Lost in all of this is the concept of ensuring and sustaining reliability as both corrective and preventive maintenance is performed. Ideas about how things fail that we used to rely upon as a basis for preventive maintenance have been shown in the four failure profile studies over the past 40 years to apply to only a minor percentage of failures. In gambling terms, this means that odds are very long against a “win.” From this it can be shown that  time directed maintenance, in general, also should apply to only a minor portion of the failure modes which an organization must correct or mitigate.

This is because we seldom know the profile for failure and assume that most components exhibit a “wearout” characteristic, but assign a frequency for maintenance anyway, as if they did.  Further it can be shown that intrusive, time directed maintenance can be detrimental to reliability because humans are involved and they produce “infant failures.” Non-intrusive maintenance and monitoring tasks should be sought, instead. Indeed, because of the distribution of the failure profiles described in this paper, the only logical approach for the mitigating failures in the majority of equipment is through the use of non-intrusive tasks supported by the use of procedures to assure consistent results. 
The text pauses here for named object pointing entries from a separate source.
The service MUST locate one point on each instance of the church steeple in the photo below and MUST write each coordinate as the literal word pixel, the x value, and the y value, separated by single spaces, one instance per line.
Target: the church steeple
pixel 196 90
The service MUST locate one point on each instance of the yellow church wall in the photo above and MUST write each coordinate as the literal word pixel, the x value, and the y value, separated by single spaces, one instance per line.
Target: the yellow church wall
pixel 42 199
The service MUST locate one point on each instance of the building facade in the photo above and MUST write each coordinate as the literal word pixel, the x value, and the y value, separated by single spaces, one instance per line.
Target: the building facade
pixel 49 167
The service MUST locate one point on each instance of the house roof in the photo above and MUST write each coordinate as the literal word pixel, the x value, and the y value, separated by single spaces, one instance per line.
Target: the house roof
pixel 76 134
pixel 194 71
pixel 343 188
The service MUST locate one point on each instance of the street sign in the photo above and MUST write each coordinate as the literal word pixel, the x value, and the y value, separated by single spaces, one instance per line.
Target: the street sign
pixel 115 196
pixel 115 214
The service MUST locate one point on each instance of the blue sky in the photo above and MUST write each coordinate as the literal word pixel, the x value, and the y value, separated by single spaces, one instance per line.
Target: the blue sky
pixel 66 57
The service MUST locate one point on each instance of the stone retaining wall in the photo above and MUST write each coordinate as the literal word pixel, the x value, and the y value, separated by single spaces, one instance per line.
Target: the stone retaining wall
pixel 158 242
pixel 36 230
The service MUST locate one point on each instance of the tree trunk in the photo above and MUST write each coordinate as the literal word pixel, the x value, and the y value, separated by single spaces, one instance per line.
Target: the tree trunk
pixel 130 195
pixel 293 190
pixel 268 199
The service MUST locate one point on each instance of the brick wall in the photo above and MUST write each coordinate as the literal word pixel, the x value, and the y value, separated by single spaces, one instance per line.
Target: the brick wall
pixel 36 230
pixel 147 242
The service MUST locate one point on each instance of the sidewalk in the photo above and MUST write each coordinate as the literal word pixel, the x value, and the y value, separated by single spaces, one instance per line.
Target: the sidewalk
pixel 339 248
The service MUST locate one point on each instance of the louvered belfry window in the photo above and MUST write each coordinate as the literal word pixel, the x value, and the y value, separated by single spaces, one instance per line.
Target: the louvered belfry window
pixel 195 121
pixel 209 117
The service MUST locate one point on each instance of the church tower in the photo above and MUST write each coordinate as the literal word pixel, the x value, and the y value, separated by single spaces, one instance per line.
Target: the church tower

As modern predictive maintenance tools and analysis methods have come into use, most of which are non-intrusive, the requirement for procedure-based maintenance becomes even more important. Analysis of data from modern tools such as vibration monitoring, lubricant and wear particle techniques, infra red observations, motor electrical condition monitoring and almost all other technologies depends for accuracy upon knowledge of the operating state of the equipment. Operating conditions and surrounding environmental parameters must be carefully established and recorded in order that thorough analysis can be performed. This can only be established by adherence to carefully written, detailed procedures and checklists.

Such procedures may be “imbedded” into equipment designed for data collection. However, procedures for connecting data must be carefully prepared and followed in order that there is complete agreement between imbedded and non-imbedded details.